We could, of course, provide the browser with the exact IP (Internet Protocol) address of the server we want to access, but human brains are notoriusly bad at remembering large combinations of numbers, while we can easily remember text strings as long as they match actual words from the human-used languages.
DNS (Domain Name System) is what we use to make the text strings we use as domain names, to match specific IP addresses on the server side.
So, again, when we type www.holbertonschool.com
and press Enter, we are telling our browser that we want to access the file located at the root directory of the server that hosts www.holbertonschool.com.
Moreover, we are also indicating the browser to contact the server using HTTPS protocol through port number 443.
A remarkable feature of browsers, is that they have a cache memntlyreory that allows them to “remember” the information they have previously processed. This cache memory stores recently called domain numbers, along with the matching IP addres for each one.

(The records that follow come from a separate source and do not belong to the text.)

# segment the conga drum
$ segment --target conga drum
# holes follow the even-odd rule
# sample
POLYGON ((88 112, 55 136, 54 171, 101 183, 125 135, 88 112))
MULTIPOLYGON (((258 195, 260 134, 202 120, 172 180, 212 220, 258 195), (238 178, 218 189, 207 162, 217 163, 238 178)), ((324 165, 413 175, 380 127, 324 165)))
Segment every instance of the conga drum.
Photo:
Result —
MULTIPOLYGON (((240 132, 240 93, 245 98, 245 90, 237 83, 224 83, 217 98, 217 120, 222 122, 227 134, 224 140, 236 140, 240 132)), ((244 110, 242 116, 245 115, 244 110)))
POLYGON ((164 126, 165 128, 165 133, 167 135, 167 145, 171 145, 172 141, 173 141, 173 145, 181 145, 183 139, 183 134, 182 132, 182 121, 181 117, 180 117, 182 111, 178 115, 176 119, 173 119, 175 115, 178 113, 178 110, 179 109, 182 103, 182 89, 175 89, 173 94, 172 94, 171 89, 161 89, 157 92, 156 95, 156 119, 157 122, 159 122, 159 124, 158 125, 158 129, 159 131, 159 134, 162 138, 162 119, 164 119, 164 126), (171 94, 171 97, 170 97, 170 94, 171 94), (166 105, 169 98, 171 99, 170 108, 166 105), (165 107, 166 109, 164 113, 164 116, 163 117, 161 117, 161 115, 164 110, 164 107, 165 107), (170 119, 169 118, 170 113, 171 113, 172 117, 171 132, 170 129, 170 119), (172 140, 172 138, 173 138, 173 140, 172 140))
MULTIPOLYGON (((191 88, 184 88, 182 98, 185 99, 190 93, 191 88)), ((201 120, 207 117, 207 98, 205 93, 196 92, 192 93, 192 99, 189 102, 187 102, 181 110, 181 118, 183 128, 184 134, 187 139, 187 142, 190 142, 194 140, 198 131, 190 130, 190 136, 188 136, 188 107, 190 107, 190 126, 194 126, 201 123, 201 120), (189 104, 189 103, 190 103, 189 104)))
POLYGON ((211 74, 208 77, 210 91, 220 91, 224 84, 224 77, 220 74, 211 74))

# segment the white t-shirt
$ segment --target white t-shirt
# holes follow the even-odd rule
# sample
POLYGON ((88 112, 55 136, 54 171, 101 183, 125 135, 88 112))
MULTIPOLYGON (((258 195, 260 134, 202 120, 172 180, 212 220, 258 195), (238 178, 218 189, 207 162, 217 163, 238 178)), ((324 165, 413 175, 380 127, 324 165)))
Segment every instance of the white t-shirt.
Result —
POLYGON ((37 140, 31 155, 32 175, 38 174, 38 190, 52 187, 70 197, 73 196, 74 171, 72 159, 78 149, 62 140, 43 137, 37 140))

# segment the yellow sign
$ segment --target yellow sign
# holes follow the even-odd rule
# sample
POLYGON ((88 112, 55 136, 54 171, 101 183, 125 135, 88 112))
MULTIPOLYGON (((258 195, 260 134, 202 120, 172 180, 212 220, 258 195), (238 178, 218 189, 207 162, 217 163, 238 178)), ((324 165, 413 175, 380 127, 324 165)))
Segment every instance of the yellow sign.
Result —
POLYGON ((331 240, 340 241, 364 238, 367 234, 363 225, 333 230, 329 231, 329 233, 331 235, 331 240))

If the browser already has the domain name stored in its own cache, it will bring up the IP address with no further steps, but if the domain name is not then teh browser will search for it within the main Operating System cache. If the domain name is not here neither, then something called the DNS resolution process must start.
DNS resolution process.
Having failed to match the received domain name in both, its own cache and the operating system’s cache, the browser then sends the domain name off to the nearest resolver server, which most of the times will be your ISP or Internet Service Provider, to be resolved into its IP through the Domain Name System.
Now, DNS is a complex process on itself. If you´d like to learn more about it, I highly recommend the extremely effective yet funny explanation on this link.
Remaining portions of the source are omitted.